BentoML: Unified Model Serving Framework

Unified Model Serving Framework

🍱 Build model inference APIs and multi-model serving systems with any open-source or custom AI models. 👉 Join our Slack community!

License: Apache-2.0 Releases CI Twitter Community

What is BentoML?

BentoML is an open-source model serving framework, simplifying how AI/ML models gets into production:

  • 🍱 Easily build APIs for Any AI/ML Model. Turn any model inference script into a REST API server with just a few lines of code and standard Python type hints.
  • 🐳 Docker Containers made simple. No more dependency hell! Manage your environments, dependencies and models with a simple config file. BentoML automatically generates Docker images, ensures reproducibility, and simplifies how you run inference across different environments.
  • 🧭 Maximize CPU/GPU utilization. Improve your API throughput and latency performance leveraging built-in serving optimization features like dynamic batching, model parallelism, multi-stage pipeline and multi-model inference-graph orchestration.
  • 👩‍💻 Build Custom AI Applications. BentoML is highly flexible for advanced customizations. Easily implement your own API specifications, asynchronous inference tasks; customize pre/post-processing, model inference logic; and define model composition; all using Python code. Supports any ML framework, modality, and inference runtime.
  • 🚀 Build for Production. Develop, run and debug locally. Seamlessly deploy to production with Docker containers or BentoCloud.

Getting started

Install BentoML:

# Requires Python≥3.8
pip install bentoml torch transformers

Define APIs in a service.py file.

import bentoml
from transformers import pipeline
from typing import List

@bentoml.service
class Summarization:
    def __init__(self):
        self.pipeline = pipeline('summarization')

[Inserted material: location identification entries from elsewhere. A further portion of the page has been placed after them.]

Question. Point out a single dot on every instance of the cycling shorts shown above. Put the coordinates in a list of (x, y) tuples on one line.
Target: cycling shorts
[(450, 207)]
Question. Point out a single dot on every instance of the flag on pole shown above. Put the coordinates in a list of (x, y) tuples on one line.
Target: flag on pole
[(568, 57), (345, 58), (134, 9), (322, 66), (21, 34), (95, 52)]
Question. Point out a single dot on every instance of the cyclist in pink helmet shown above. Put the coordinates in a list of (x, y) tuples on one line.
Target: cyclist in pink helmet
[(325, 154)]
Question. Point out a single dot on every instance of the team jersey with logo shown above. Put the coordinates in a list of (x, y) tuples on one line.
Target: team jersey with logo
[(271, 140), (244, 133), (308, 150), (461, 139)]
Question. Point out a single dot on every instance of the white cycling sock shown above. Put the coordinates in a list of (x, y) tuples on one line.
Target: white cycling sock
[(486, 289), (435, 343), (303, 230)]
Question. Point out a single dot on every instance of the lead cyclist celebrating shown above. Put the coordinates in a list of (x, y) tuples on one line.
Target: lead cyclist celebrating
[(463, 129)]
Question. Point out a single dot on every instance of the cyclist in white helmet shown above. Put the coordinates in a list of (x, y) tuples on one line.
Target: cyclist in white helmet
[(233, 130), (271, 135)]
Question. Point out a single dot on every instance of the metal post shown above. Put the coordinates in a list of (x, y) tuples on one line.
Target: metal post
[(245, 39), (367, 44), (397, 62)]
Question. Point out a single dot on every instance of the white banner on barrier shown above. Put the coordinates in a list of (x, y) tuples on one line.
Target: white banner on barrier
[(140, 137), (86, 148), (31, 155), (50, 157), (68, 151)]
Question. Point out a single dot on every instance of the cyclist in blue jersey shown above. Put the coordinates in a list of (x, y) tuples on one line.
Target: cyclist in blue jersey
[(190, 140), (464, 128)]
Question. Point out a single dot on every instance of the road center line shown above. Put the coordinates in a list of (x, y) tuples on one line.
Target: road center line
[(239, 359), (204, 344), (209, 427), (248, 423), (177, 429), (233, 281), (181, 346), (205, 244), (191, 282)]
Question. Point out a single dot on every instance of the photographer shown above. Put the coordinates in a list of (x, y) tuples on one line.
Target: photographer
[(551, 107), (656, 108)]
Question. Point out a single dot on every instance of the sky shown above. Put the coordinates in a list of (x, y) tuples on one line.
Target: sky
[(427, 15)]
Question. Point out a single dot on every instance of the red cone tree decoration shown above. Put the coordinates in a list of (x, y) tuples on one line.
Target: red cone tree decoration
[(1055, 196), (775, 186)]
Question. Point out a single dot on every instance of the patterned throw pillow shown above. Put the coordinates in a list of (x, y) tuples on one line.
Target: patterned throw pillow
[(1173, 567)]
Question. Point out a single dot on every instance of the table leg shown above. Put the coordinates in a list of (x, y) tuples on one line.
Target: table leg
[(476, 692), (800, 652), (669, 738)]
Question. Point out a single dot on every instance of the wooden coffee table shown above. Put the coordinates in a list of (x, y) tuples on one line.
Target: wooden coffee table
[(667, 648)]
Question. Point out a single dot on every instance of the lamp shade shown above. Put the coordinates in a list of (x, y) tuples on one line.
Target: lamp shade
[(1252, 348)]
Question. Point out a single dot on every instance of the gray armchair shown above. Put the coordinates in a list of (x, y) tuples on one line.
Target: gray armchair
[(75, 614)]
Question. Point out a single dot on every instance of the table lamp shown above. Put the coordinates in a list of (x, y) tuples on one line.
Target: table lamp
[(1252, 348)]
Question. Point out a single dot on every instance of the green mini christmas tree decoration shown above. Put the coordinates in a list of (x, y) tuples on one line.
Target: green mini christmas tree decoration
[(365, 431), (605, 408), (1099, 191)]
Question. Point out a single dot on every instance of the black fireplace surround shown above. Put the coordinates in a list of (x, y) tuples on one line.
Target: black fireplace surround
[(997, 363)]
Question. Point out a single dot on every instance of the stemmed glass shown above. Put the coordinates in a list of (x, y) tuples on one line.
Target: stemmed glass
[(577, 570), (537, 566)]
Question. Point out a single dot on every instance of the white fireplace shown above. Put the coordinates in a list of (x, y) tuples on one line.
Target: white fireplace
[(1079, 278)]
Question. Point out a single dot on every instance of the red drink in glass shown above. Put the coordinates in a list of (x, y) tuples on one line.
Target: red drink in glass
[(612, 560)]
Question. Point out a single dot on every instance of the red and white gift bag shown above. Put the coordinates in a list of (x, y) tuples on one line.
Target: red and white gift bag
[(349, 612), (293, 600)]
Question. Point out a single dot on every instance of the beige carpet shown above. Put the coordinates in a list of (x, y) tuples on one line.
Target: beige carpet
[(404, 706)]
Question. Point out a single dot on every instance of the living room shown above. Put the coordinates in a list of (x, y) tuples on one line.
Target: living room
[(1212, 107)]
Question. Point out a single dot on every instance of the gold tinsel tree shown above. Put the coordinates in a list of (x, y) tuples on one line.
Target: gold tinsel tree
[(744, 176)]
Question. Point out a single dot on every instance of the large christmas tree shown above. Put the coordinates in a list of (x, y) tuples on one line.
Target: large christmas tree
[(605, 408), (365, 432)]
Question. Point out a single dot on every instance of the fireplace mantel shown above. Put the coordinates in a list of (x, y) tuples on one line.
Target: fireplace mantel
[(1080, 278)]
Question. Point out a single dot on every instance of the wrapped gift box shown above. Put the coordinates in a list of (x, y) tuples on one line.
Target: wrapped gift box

    @bentoml.api(batchable=True)
    def summarize(self, texts: List[str]) -> List[str]:
        results = self.pipeline(texts)
        return list(map(lambda res: res['summary_text'], results))

Run the service code locally (serving at http://localhost:3000 by default):

bentoml serve service.py:Summarization

Now you can run inference from your browser at http://localhost:3000 or with a Python script:

import bentoml

with bentoml.SyncHTTPClient('http://localhost:3000') as client:
    text_to_summarize: str = input("Enter text to summarize: ")
    summarized_text: str = client.summarize([text_to_summarize])[0]
    print(f"Summarized text: {summarized_text}")

Deploying your first Bento

To deploy your BentoML Service code, first create a bentofile.yaml file to define its dependencies and environments. Find the full list of bentofile options here.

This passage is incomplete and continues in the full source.